Pesan Rahbar

Kemuliaan Akhlak Imam Sajad As

Written By Unknown on Sunday, 1 February 2015 | 01:07:00

 

Imam Keempat adalah seorang manusia sempurna dan terpilih. Beliau adalah seseorang yang telah mencapai puncak kesempurnaan dari segala dimensi moral, ritual, keilmuan. Imam Sajjad As merupakan jelmaan al-Qur’an dan Rasulullah Saw. Pada masa kelam pemerintahan Bani Umayyah nilai-nilai kemanusiaan dan keutamaan dilupakan. Alih-alih masyarakat menyaksikan kehidupan zuhud, hidup sederhana, rendah-hati (tawadhu), cinta sesama, bersikap lembut, dan mematuhi pemimpin mereka sebagai khalifah Rasulullah Saw, mereka justru menjadi saksi atas cinta dunia, aristokrasi, hidup bermegah-megahan, individualisme, takabbur. Imam Sajjad laksana surya terang bersinar dan keberadaannya menjelma sebagai penghimpun seluruh keutamaan dan nilai-nilai yang telah dilupakan itu; sedemikian sehingga kawan dan lawan menyampaikan pujian terhadap perilakunya.[1]

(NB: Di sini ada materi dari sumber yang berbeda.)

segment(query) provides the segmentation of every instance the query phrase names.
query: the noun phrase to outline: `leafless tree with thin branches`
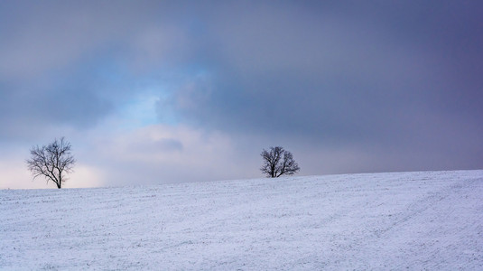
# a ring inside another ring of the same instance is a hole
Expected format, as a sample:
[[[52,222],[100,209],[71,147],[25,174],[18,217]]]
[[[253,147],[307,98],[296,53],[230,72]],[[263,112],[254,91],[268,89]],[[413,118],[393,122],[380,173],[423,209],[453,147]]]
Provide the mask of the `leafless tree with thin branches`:
[[[268,178],[293,175],[300,171],[292,153],[281,146],[270,147],[268,151],[264,149],[260,155],[264,160],[264,165],[260,170]]]
[[[44,176],[47,183],[52,181],[60,189],[66,181],[65,174],[73,171],[76,163],[70,149],[70,143],[64,137],[56,138],[48,145],[33,146],[30,151],[32,157],[26,161],[33,179]]]

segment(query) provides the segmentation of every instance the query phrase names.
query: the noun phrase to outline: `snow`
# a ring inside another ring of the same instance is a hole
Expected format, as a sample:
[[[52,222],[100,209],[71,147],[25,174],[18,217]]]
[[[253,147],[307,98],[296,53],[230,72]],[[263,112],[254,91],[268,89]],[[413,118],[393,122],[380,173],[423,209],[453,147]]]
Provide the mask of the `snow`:
[[[483,171],[0,191],[0,269],[483,270]]]

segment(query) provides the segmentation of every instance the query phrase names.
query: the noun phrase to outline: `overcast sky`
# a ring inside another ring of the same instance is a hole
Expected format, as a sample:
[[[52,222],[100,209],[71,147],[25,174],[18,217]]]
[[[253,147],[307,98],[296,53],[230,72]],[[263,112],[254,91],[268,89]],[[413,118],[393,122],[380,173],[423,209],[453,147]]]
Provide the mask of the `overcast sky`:
[[[0,189],[483,168],[481,1],[0,1]]]

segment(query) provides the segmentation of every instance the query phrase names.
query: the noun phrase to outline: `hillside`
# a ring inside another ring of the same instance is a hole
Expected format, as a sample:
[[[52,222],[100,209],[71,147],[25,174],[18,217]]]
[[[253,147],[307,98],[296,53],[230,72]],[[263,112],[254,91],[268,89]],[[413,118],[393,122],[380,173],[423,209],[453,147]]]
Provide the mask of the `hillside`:
[[[483,171],[0,191],[0,269],[483,269]]]

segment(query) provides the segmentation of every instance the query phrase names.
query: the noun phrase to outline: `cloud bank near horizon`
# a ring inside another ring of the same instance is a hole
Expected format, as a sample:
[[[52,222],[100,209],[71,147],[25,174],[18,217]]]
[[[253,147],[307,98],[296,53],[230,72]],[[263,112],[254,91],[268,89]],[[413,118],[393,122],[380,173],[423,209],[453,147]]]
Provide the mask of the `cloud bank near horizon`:
[[[61,136],[97,185],[258,177],[275,145],[302,174],[481,168],[482,12],[1,3],[0,161],[15,170],[0,186],[32,187],[28,149]]]

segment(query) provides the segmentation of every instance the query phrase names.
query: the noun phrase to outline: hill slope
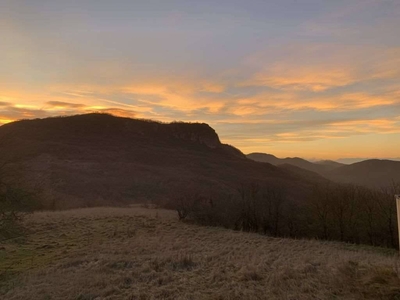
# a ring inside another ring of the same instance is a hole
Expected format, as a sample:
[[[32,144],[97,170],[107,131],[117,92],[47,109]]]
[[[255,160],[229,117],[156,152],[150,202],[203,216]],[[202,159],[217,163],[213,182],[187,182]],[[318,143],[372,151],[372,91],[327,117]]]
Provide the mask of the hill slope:
[[[0,153],[40,183],[54,208],[118,204],[198,186],[229,191],[249,181],[307,193],[315,176],[247,159],[207,124],[88,114],[24,120],[0,127]]]
[[[0,250],[0,298],[397,299],[397,251],[269,238],[159,209],[35,213]],[[398,264],[397,264],[398,265]]]
[[[289,164],[311,172],[318,173],[320,175],[325,175],[326,172],[331,171],[342,165],[340,163],[331,161],[320,161],[312,163],[299,157],[277,158],[272,154],[266,153],[250,153],[247,154],[247,157],[254,161],[267,162],[274,166]]]

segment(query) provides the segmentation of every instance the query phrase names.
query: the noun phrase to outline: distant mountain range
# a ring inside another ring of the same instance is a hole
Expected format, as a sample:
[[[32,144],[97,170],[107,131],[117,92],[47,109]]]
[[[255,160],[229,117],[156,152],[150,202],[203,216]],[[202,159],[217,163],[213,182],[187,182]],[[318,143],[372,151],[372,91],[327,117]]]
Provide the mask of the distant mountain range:
[[[298,196],[326,181],[313,172],[247,159],[207,124],[106,114],[3,125],[0,154],[21,181],[42,187],[54,208],[162,200],[193,186],[236,192],[248,182],[285,186]]]
[[[161,123],[107,114],[0,126],[0,166],[0,179],[9,170],[20,182],[39,187],[51,208],[163,201],[192,188],[236,193],[250,182],[285,187],[296,199],[328,181],[368,187],[400,182],[397,161],[344,165],[265,153],[246,157],[222,144],[204,123]]]
[[[393,182],[400,183],[400,161],[369,159],[346,165],[331,160],[310,162],[298,157],[277,158],[266,153],[250,153],[247,157],[275,166],[289,164],[341,183],[367,187],[386,187]]]

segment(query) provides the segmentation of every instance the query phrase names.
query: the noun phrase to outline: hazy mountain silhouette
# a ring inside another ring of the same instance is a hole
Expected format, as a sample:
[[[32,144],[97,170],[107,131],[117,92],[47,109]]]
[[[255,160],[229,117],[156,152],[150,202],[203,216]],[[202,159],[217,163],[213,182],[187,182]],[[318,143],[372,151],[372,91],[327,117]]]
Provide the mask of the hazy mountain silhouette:
[[[289,164],[311,172],[316,172],[320,175],[325,175],[326,172],[342,165],[334,161],[319,161],[312,163],[299,157],[277,158],[276,156],[267,153],[250,153],[247,157],[259,162],[267,162],[274,166]]]
[[[341,166],[325,176],[337,182],[385,187],[392,182],[400,182],[400,161],[370,159]]]
[[[400,161],[370,159],[345,165],[332,160],[312,163],[298,157],[280,159],[265,153],[251,153],[247,157],[256,161],[268,162],[275,166],[292,165],[318,173],[331,181],[341,183],[352,183],[367,187],[385,187],[393,181],[400,182]],[[294,168],[291,170],[295,172]],[[297,170],[298,174],[300,172],[300,170]],[[302,175],[307,178],[307,174],[309,173],[304,172]]]
[[[282,185],[298,196],[325,180],[249,160],[207,124],[106,114],[3,125],[0,153],[11,155],[12,169],[29,182],[40,183],[56,208],[160,199],[193,185],[232,191],[250,181]]]

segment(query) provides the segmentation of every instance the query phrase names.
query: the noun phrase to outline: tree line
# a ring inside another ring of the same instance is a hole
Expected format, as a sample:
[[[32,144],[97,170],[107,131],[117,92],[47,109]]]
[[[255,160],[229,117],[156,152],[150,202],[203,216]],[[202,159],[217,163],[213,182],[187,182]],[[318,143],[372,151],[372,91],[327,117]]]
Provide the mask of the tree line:
[[[368,189],[327,182],[296,199],[282,186],[242,184],[234,194],[205,194],[196,187],[171,199],[180,220],[257,232],[274,237],[336,240],[398,247],[396,203],[399,184]]]

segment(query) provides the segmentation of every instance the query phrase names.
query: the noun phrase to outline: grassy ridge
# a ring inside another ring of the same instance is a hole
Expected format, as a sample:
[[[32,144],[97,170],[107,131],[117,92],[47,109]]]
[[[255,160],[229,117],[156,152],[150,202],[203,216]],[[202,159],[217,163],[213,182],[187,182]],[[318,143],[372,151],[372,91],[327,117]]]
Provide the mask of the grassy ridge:
[[[199,227],[159,209],[35,213],[1,299],[400,299],[397,252]]]

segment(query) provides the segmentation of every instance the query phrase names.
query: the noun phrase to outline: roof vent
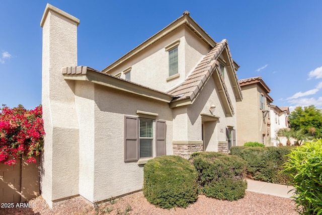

Muhammad bin Thalha Syafi’i menulis, “Ia adalah keindahan para abid, imam orang-orang zuhud, pemimpin orang-orang bertakwa dan imam orang-orang beriman. Sirahnya menjadi saksi bahwa ia adalah putra saleh Rasulullah Saw dan raut wajahnya melukiskan kedudukannya di sisi Allah Swt..”[2]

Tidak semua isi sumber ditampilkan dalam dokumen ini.